In light of Dr. Dignam’s recent promotion to superintendent, it seems Deerfield will once again be in need of a new principal next year. The Flipside has generously pledged the full support of its staff and resources (a few rabid animals and a broken-down typewriter) to the search process. We decided to begin our search for the school’s next administrative leader in a place where we knew we’d be sure to find honest, accountable people: the presidential candidate field. We interviewed the leading Democratic and Republican candidates to hear what they would do if given the principal job.
“We need to dispel this rumor that the administration doesn’t know what it’s doing. It knows exactly what it’s doing. What would I do as principal? Well, I have a lot of ideas. But first, what’s really imperative is this: we need to dispel this rumor that the administration doesn’t know what it’s doing….”
“When—excuse me, I meant if—I am chosen to be principal, my first priority is going to be transforming Deerfield’s technology system. No more Chromebooks, that’s for sure. In fact, no more computers. Email is really a thing of the past, some experts have told me. No more email. Whatever happened to handwriting notes? Also, school uniforms: mandatory pantsuits. Okay, so when do I start?”

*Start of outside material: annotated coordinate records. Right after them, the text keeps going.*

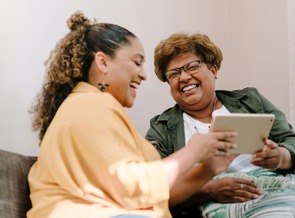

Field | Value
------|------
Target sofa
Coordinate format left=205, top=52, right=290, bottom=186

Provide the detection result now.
left=0, top=149, right=37, bottom=218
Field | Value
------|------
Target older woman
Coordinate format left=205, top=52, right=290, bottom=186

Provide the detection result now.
left=146, top=33, right=295, bottom=217
left=27, top=12, right=236, bottom=218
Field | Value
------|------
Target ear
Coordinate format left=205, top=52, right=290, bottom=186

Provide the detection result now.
left=94, top=51, right=108, bottom=73
left=210, top=65, right=218, bottom=79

“We need to make Deerfield great again! First off, what we need is a wall, a big beautiful wall between the freshmen and the other grades. I’m sure some of the freshmen are good people, but we’re building the wall, the freshmen are going to pay for it using their lunch money, and maybe once they’re a bit older they can come through the door we’re going to build. Also, we’re going to be making better deals around here. No more high prices in the caf. I’m going to have Sodexo eating out of my hand. To any teacher that doesn’t like the sound of this, guess what? You’re fired.”
“Here’s what a Bernie principalship will look like. First, we’re going to clear up our hallways. That means no more backPACs swinging around, hitting people in the shoulder. Second, we’re going to fix the rampant class inequality in this school. Some people have three, four even five free periods while some people are working eight full periods a day! Let me be clear: if you are taking a full course load, you should not be failing. This is why we need a minimum grade of a B-. And finally, we are going to do away with the 1% (milk in the caf).”